Charlie n’aime pas le foot

Charlie Hebdo Football

PRESSE – A l’occasion de la Coupe du Monde 1998, le journal satirique Charlie Hebdo sort un hors-série décapant, “L’horreur footballistique“, histoire de rappeler que tout le monde n’aime pas le foot. 

Dès que le football se retrouve à la une de l’actualité, le poil de Charlie Hebdo se hérisse. Il est vrai que le journal satirique n’a jamais goûté aux joies du ballon rond. A l’approche du Mondial 1998 en France, ces messieurs que le football agace ont rassemblé toutes les énergies pour dénoncer, dans un hors série attendu, l’Horreur Footballistique.

Le foot me broute” balance d’entrée Philippe Val, le rédacteur en chef de Charlie. Le journaliste-chanteur-écrivain s’insurge notamment contre la municipalité de Saint-Etienne qui, en ce début d’année 1998, a consacré la plus grosse part de son budget au stade Geoffroy-Guichard plutôt qu’à une école ou un hôpital. On ne peut pas vraiment lui donner tort, mais Val croit bon d’ajouter que cet argent aurait été plus utile pour… un ciné-club ! Sans doute Monsieur Val estime plus noble d’assister à la représentation d’un film suédois en noir et blanc qu’à un match de foot…

Con comme un ballon“, c’est le titre du poème écrit par l’autre grande figure du journal, Cavanna. Quatre-vingt-six vers qui manquent malgré tout d’assises. Comme dans la plupart des pages qui suivent, Cavanna se contente d’un argument peu convaincant : Si tu aimes le ballon, c’est que tu es un con. Un peu léger.

L'horreur footbalistique

Mais au fait, qu’est-ce qu’ils reprochent au foot, ces messieurs de chez Charlie ?

La récupération politique du football : L’histoire du football ne manque évidemment pas d’épisodes fâcheux plus ou moins liés à la politique. Deux exemples ressurgissent inévitablement : La Coupe du Monde 1934 disputé dans l’Italie mussolinienne, puis l’édition de 1978 dans l’Argentine du sanguinaire Général Videla. Le football est dans ces cas accusé d’être le complice des tristes régimes, ce qui est une fausse accusation. Le jeu n’est-il pas ici qu’une victime, un otage de luxe ? Croire qu’un tournoi de football peut servir une idéologie politique est aussi naïf et réducteur que de penser qu’un match Argentine-Angleterre ou un U.S.A-Iran puisse contribuer au rapprochement des peuples.
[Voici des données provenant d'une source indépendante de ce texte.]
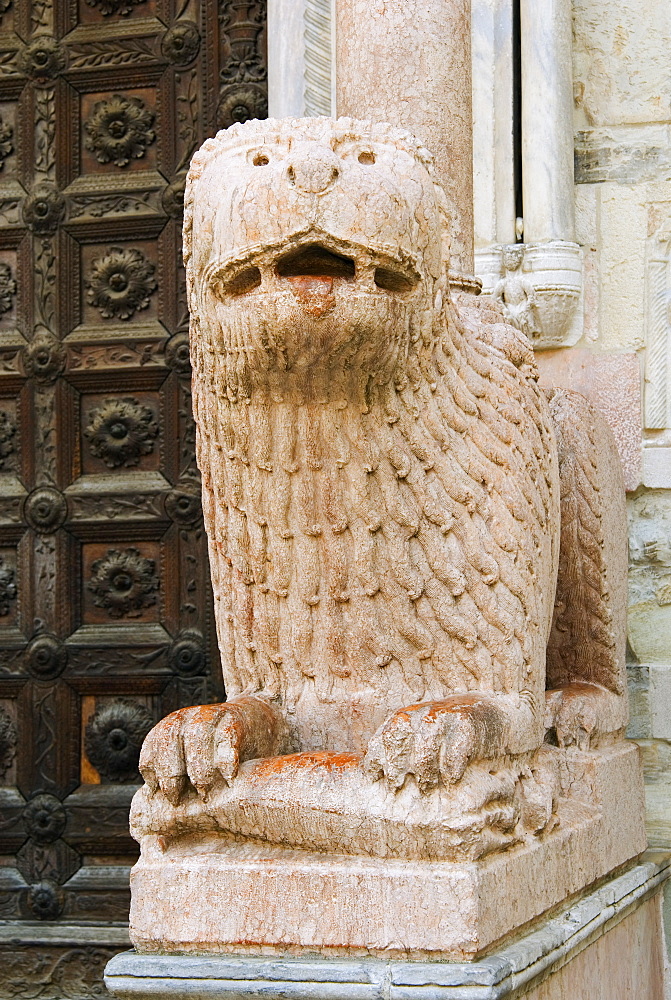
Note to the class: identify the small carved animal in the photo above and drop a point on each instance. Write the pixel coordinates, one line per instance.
(409, 540)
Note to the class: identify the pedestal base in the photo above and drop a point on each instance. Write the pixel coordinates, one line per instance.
(608, 945)
(208, 893)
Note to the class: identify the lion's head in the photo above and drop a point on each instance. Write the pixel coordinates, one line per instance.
(320, 246)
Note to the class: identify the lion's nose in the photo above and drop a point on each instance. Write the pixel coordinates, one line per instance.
(312, 168)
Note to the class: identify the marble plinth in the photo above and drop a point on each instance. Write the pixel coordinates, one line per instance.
(606, 945)
(204, 892)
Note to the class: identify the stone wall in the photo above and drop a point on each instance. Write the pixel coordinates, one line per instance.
(622, 92)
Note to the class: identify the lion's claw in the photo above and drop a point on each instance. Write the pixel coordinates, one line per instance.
(432, 741)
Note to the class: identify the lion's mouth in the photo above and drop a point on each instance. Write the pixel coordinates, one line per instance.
(314, 264)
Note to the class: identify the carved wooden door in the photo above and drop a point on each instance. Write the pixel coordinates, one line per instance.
(105, 605)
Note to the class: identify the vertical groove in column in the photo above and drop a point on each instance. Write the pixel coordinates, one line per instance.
(317, 38)
(547, 120)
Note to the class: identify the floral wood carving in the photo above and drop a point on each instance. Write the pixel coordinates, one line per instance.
(183, 504)
(44, 210)
(6, 144)
(107, 7)
(181, 44)
(240, 102)
(8, 589)
(45, 509)
(114, 736)
(186, 655)
(44, 818)
(44, 358)
(46, 657)
(120, 283)
(7, 439)
(8, 741)
(119, 130)
(121, 431)
(124, 583)
(43, 59)
(7, 287)
(242, 23)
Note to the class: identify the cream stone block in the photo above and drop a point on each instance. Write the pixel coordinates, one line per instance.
(660, 700)
(620, 60)
(623, 229)
(586, 209)
(649, 617)
(612, 383)
(657, 468)
(656, 755)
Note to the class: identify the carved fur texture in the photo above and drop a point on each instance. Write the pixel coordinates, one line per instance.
(380, 470)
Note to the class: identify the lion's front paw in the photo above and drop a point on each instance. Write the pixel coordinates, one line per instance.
(196, 744)
(573, 713)
(433, 741)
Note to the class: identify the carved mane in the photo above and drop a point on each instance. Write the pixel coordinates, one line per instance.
(390, 528)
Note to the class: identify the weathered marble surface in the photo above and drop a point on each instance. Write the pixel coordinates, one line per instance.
(410, 542)
(408, 62)
(619, 922)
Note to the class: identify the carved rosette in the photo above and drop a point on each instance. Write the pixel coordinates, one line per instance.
(45, 510)
(119, 130)
(46, 657)
(114, 737)
(7, 286)
(121, 431)
(178, 354)
(120, 283)
(44, 358)
(240, 102)
(44, 210)
(43, 59)
(6, 136)
(180, 45)
(8, 589)
(44, 818)
(8, 741)
(46, 900)
(183, 505)
(186, 655)
(124, 583)
(107, 7)
(7, 439)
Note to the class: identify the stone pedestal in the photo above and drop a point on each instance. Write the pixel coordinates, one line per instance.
(203, 892)
(607, 945)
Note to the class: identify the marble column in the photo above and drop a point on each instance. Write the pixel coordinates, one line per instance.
(493, 167)
(408, 62)
(547, 120)
(300, 58)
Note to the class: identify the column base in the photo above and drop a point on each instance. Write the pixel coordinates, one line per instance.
(607, 945)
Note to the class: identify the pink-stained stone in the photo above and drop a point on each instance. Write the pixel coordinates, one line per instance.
(612, 382)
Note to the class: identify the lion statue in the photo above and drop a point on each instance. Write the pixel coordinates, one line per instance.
(418, 555)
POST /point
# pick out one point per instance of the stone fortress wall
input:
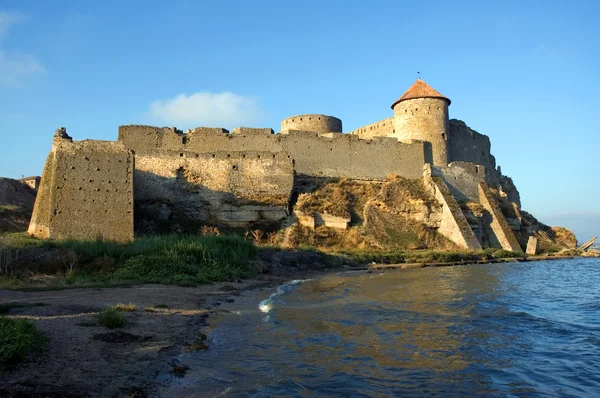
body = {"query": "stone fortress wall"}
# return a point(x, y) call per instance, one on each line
point(86, 192)
point(382, 128)
point(192, 188)
point(424, 119)
point(320, 155)
point(247, 177)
Le libéralisme sauvage : Comme avec la politique (mais aussi la religion), le foot n’est là aussi qu’un otage du tourbillon de l’argent-roi. Mais est-ce en supprimant le ballon qu’on éradiquera l’horreur économique ?

Le hooliganisme, la fascisation des tribunes : La violence des tribunes est certes un phénomène inquiétant, mais il est loin d’être exclusif au football. La violence est partout, malheureusement. Ce n’est pas le foot qui l’a inventée. Si on supprime le foot, cette violence ira ailleurs.

L’argent public investi dans les clubs de foot : Alors là, tout à fait d’accord. Les salaires démesurées des footballeurs, et les dérives irresponsables des dirigeants ne doivent pas être couvert par la dîme du contribuable. Il se trouve justement qu’un homme politique s’est battu pour mettre fin au principe des subventions. Cet homme, c’est Charles Pasqua, un représentant de la droite dure.

Les centres de formation, le marché des jeunes : Il y a de quoi s’insurger sur le sort des enfants venus d’Afrique ou d’Amérique du Sud avec des rêves de foot plein la tête et laissés à la rue pour n’avoir donné satisfaction aux clubs professionnels. Par contre, prendre les écoles de football pour un embrigadement de nos chères têtes blondes, pourquoi pas, mais n’est-ce pas le cas alors de toutes les écoles ?

Le dopage, la corruption : Et oui ! C’est çà aussi, le sport, malheureusement. Merci de le souligner, Charlie. Mais L’Equipe l’a fait bien avant toi.

En avant dernière page est publié un appel à signatures rédigé par le COBOF (Comité pour l’Organisation du Boycott de la Coupe du Monde de Football). La pétition demande de préciser ses nom, prénom, adresse et profession. Peut-être pour établir un listing ?

Comme quoi, on peut lire et apprécier Charlie Hebdo même si l’on ne partage pas toutes les opinions. Et puis Charlie Hebdo, en 1998, c’est avant tout une joyeuse bande de dessinateurs (Wolinski, Gébé, Riss, Charb, Luz, Cabu).

  • En 2010, Charlie Hebdo sortira un hors-série similaire, “Ni dieu Ni foot” qui reprend à peu près les mêmes thèmes, voire les mêmes articles.